The Smile: Une lumière pour attirer l’attention Critique d’album

À partir de là, l’album combat tour à tour les horreurs de la vie moderne avec une colère bouillonnante et une sérénité zen. Il tourne autour d’un cycle trop courant : voir rouge, en avoir marre, prendre quelques respirations très profondes, recommencer. Une lumière pour attirer l’attentionLe majeur le plus raide de vient avec “You Will Never Work in Television Again”, le morceau lié à Radiohead le plus rauque depuis Salut au voleur‘s “2 + 2 = 5” il y a près de deux décennies. Armé de trois accords déformés qui auraient pu remplir CBGB en 1977, Yorke fait son meilleur ricanement tout en tenant tête à un “troll gangster” qui exerce son pouvoir sur une jeune femme en herbe. Compte tenu de sa référence explicite aux soirées sexuelles “bunga bunga” de l’ancien Premier ministre italien Silvio Berlusconi, cette salve chevaleresque de l’ère #MeToo pourrait très bien viser cet homme politique en disgrâce, qui a déjà été reconnu coupable d’avoir sollicité des relations sexuelles avec un mineur. Ou peut-être que Yorke pensait à Harvey Weinstein lorsqu’il a parlé d’une “baise triste” avec des “membres de cochon”. Le fait est que cette chanson pourrait raisonnablement s’adresser à tant d’hommes terribles différents. Au fur et à mesure que Yorke développe des lignes comme «Enlève tes mains sales mon amour / Dieu sait où tu as été», vous pouvez pratiquement voir le crachat quitter ses lèvres.
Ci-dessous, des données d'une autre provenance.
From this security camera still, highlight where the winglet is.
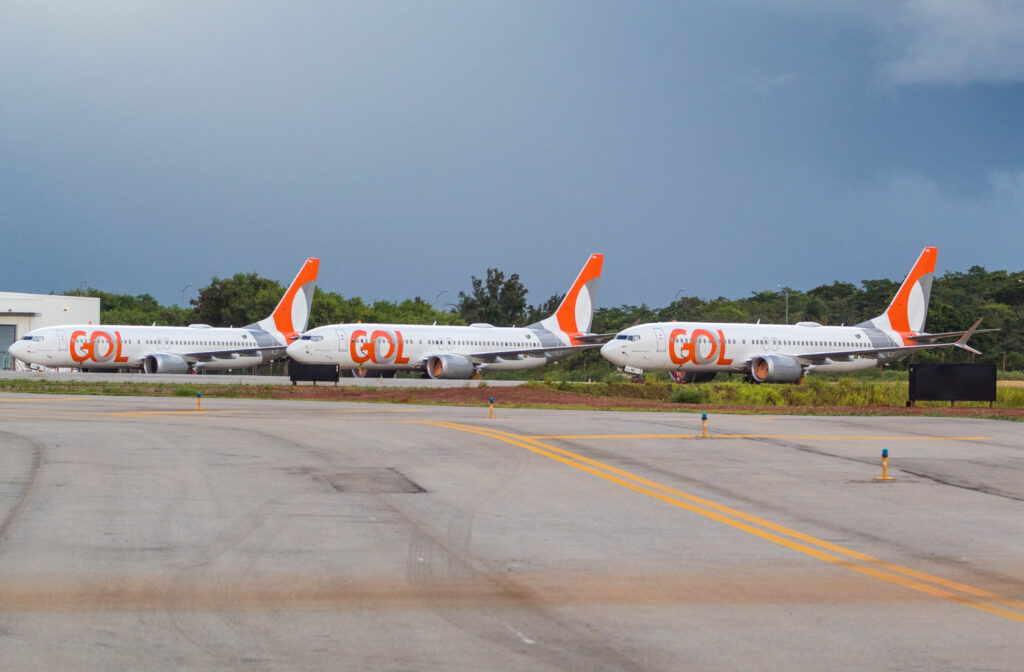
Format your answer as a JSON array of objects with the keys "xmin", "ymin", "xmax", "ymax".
[
  {"xmin": 529, "ymin": 253, "xmax": 604, "ymax": 344},
  {"xmin": 250, "ymin": 257, "xmax": 319, "ymax": 342},
  {"xmin": 953, "ymin": 318, "xmax": 982, "ymax": 354}
]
Également probablement sur la liste de merde de Smile : le 45e président des États-Unis. “Un sèche-cheveux” – avec ses barbes sur quelqu’un qui vole vers le sud pour le soleil, blâme tout le monde pour ses erreurs et fait tourner des tonnes de mensonges – ressemble certainement à un coup porté à l’ancien chef d’État coiffé par magie. Le monde a-t-il besoin d’une autre piste de diss de Trump en ce moment ? Probablement pas. Mais la chanson anxieuse, qui glisse sur le dos du charleston pointilliste de Skinner, se sentira-t-elle pertinente au cours des deux prochaines années alors que le monde se prépare à la prochaine élection présidentielle américaine en grappe? Très certainement oui. Cela fait partie du pouvoir de Yorke en tant que voyant dystopique : chaque description du présent semble également prédire l’avenir.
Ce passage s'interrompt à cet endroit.